Plant floor software suppliers are currently in the process of moving to the new approach
Now is the time to start
Connected and integrated environments
Leading industrial companies are actively engaged in ransformation programs that will reshape their production operations to be more integrated, responsive and optimised to meet business and customer needs. Realising these innovations requires an understanding of the emerging 21st century operations ecosystem. Connected environments surface heretofore unavailable machine data, enabling new business models. New systems may monitor the assets and new actors may interact with the assets in new ways. Industrial plant operations, typically siloed and fairly isolated today, will be reshaped as the core of a 21st century industrial production operations ecosystem. Field operations, such as, mining or agriculture, are experiencing a similar evolution. In other cases, such as, automotive, where the assets operate in public spaces and both the assets and ecosystems are evolving quickly, other factors come into play.
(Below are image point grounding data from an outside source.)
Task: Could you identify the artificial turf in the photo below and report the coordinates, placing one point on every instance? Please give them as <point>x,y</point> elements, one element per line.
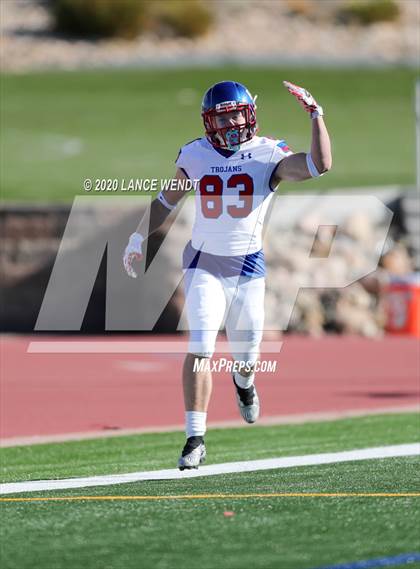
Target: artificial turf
<point>217,532</point>
<point>59,128</point>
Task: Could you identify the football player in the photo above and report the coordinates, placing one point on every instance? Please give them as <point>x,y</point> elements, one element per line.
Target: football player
<point>238,173</point>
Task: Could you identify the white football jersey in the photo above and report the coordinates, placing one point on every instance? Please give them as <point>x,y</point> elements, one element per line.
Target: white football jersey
<point>233,193</point>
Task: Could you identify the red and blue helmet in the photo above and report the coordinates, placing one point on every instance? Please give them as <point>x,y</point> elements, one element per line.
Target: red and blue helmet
<point>226,97</point>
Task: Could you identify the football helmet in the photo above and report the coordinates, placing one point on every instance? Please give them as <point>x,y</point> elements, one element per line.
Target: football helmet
<point>227,97</point>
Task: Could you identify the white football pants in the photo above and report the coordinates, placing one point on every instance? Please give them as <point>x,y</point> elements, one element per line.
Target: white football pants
<point>236,302</point>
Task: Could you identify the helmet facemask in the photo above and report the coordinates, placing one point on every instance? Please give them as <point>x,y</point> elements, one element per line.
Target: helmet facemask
<point>230,137</point>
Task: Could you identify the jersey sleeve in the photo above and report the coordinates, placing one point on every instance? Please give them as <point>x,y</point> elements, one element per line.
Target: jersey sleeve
<point>182,161</point>
<point>282,150</point>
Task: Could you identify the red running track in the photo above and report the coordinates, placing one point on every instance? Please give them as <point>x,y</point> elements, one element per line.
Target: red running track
<point>46,394</point>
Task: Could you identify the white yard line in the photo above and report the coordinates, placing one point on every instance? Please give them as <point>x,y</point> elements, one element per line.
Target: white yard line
<point>292,419</point>
<point>215,469</point>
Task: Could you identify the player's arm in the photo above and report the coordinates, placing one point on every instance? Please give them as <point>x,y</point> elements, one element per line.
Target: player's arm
<point>161,207</point>
<point>302,166</point>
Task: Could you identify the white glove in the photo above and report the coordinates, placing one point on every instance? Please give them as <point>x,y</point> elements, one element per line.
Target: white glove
<point>305,99</point>
<point>133,252</point>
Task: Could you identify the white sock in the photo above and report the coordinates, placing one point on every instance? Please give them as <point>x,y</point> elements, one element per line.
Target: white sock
<point>242,381</point>
<point>195,423</point>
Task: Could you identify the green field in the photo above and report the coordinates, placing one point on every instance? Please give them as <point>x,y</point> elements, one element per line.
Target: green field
<point>60,128</point>
<point>149,528</point>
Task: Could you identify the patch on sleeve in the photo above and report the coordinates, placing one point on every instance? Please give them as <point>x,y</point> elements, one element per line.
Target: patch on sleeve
<point>284,146</point>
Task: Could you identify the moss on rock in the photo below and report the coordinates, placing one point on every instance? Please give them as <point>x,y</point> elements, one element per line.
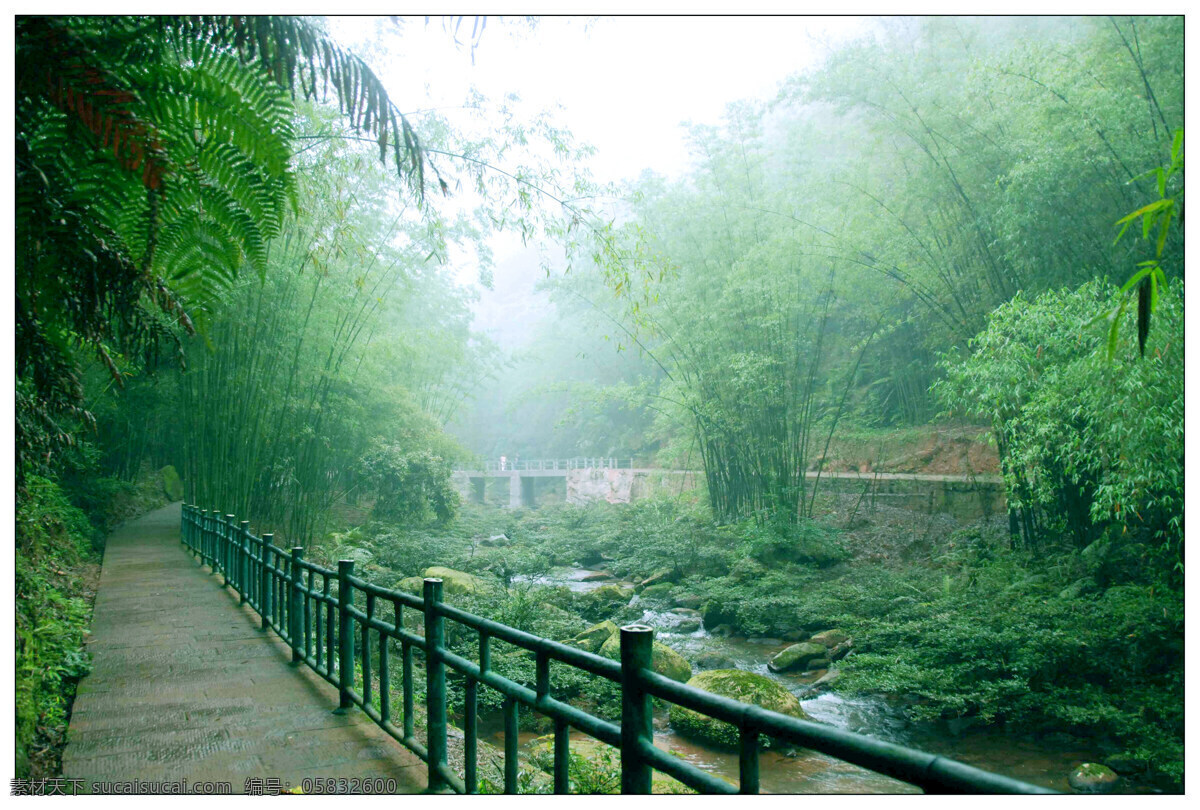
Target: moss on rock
<point>411,585</point>
<point>594,637</point>
<point>798,657</point>
<point>666,661</point>
<point>456,582</point>
<point>739,685</point>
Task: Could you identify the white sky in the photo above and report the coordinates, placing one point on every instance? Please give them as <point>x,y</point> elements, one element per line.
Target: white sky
<point>625,83</point>
<point>622,84</point>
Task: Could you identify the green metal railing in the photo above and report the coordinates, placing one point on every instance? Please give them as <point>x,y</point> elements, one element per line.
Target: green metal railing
<point>317,612</point>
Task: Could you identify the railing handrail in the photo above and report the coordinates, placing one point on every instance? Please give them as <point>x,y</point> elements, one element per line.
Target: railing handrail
<point>283,588</point>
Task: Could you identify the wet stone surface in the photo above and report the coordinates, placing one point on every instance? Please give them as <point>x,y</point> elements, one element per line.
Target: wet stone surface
<point>185,685</point>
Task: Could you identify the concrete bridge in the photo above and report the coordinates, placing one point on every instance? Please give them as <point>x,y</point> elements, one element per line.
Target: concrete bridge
<point>588,479</point>
<point>618,480</point>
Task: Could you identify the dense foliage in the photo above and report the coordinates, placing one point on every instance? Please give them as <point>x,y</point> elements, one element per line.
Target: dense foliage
<point>939,217</point>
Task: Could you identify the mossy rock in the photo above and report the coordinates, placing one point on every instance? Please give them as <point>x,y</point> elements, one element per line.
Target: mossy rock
<point>172,485</point>
<point>1092,778</point>
<point>739,685</point>
<point>663,576</point>
<point>660,591</point>
<point>831,639</point>
<point>456,582</point>
<point>665,661</point>
<point>798,657</point>
<point>411,585</point>
<point>611,594</point>
<point>594,637</point>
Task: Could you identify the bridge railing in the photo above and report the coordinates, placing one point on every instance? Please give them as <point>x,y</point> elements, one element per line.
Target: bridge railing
<point>351,645</point>
<point>544,465</point>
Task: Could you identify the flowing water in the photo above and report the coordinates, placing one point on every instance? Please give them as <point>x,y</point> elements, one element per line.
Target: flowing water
<point>808,772</point>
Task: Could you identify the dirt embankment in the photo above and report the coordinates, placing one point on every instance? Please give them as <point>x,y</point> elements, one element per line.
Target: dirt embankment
<point>929,450</point>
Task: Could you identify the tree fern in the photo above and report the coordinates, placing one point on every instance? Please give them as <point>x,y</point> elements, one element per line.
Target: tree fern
<point>153,168</point>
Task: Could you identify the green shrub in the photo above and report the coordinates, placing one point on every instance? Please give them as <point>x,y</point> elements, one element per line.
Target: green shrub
<point>53,540</point>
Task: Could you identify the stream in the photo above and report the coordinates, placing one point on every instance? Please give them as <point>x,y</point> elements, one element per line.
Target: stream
<point>1029,759</point>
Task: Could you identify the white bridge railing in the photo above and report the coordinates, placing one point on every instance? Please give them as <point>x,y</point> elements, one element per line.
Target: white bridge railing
<point>505,465</point>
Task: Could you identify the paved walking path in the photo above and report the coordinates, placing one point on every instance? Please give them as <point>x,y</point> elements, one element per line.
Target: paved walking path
<point>185,685</point>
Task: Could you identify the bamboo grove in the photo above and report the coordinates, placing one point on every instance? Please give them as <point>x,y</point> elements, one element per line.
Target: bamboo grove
<point>831,245</point>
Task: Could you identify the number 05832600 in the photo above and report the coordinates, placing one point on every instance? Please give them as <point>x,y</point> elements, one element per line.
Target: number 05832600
<point>331,785</point>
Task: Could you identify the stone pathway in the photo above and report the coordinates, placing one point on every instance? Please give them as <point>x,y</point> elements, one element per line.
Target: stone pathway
<point>186,687</point>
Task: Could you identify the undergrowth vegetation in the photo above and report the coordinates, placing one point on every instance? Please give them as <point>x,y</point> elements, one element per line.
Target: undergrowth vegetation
<point>60,533</point>
<point>970,629</point>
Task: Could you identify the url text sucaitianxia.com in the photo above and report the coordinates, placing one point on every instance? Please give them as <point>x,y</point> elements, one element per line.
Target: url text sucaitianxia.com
<point>63,786</point>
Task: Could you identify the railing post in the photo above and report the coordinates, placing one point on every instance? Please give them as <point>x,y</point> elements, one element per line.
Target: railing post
<point>435,684</point>
<point>264,583</point>
<point>636,708</point>
<point>243,561</point>
<point>295,612</point>
<point>345,635</point>
<point>226,546</point>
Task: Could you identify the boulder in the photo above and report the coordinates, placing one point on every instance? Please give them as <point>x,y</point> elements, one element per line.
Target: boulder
<point>1126,765</point>
<point>829,637</point>
<point>661,591</point>
<point>411,585</point>
<point>663,576</point>
<point>594,637</point>
<point>736,684</point>
<point>455,582</point>
<point>665,660</point>
<point>797,657</point>
<point>612,594</point>
<point>823,683</point>
<point>598,767</point>
<point>172,485</point>
<point>714,660</point>
<point>358,553</point>
<point>1092,778</point>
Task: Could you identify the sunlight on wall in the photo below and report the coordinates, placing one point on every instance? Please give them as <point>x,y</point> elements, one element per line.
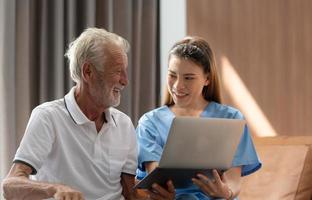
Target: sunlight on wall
<point>245,102</point>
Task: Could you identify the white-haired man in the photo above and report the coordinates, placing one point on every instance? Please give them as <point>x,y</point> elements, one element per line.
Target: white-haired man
<point>80,147</point>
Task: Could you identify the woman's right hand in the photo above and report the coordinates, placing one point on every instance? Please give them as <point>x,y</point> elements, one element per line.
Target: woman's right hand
<point>160,193</point>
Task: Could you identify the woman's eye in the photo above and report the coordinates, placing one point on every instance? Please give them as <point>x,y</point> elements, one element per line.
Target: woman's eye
<point>172,75</point>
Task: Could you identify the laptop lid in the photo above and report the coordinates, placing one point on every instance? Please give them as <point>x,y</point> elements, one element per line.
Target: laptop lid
<point>201,143</point>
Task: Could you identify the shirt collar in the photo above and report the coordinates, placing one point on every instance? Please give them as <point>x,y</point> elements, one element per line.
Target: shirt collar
<point>78,116</point>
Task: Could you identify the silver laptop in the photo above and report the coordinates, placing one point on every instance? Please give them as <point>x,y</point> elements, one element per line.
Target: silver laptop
<point>195,145</point>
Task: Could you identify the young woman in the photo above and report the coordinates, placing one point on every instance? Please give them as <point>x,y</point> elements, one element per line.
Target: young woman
<point>193,90</point>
In 21st century production operations, work is accomplished with a combination of internal and external actors (asset manufacturers, third-party machine monitoring services, spare parts suppliers, etc). This puts new demands on data requirements and cybersecurity strategies. New types of data are being generated (wearables, vision systems, machine health sensors, etc.) and newly available digital twins and machine learning systems can work at various levels to optimise the overall system in sync with the needs of customers and business operations.
Offering smart, connected products
The availability of connected machines is potentially disruptive to these established production and maintenance scenarios. Digitalisation involves connectivity to much more than the production machines and systems. Wearables, Augmented Reality helmets or glasses, mobile devices, smart carriers, smart containers, smart components, smart products, autonomous machines, video, third-party services, social applications, Additive Manufacturing, voice control, remote sensing and more are now an active part of the real-time, data-rich environment in the plant. By offering smart, connected products, manufacturers can position themselves to improve their customers’ experience with their products. Digitalisation enables manufacturers to improve the performance of their service operations through remote connectivity and enables predictive maintenance, continuous uptime, rapid service response and the opportunity to offer incremental, revenue-producing products and services.
Here is ARC’s three-step planning process for companies that are planning digital transformations:
Assess the organisational maturity & capacity for change
Determine where to start applying technologies. This provides a meaningful way to develop a framework to consider the role of technology & pilots in terms of how to select, deploy and scale them within a strategic framework.
Determine how to execute based on one’s current readiness to align the framework to tactics
Future of digital transformation of the industry
The next several years will bring about the digital transformation of manufacturing industries. This will touch nearly every aspect of business as existing systems, jobs and business processes are instrumented, redefined and optimised with Artificial Intelligence. This transformation will be widespread and far reaching. Information Technology (IT), Operational Technology (OT), Engineering Technology (ET), supply chain, asset management, services and customer-facing systems will all be impacted. Discrete manufacturing, process industries, utilities, energy, infrastructure and more are already beginning the transformation. That digitalisation is an imperative to succeed in a competitive world is a given, but the transition must be well strategised and charted. Some companies already have a strategy for digital transformation along with a realisable roadmap, but it’s not going to be a smooth ride. This journey is likely to be punctuated with setbacks and unexpected barriers, so we must adopt industry best practices and learn from others’ experiences. We have to address challenges and adapt to new requirements with dexterity at every step.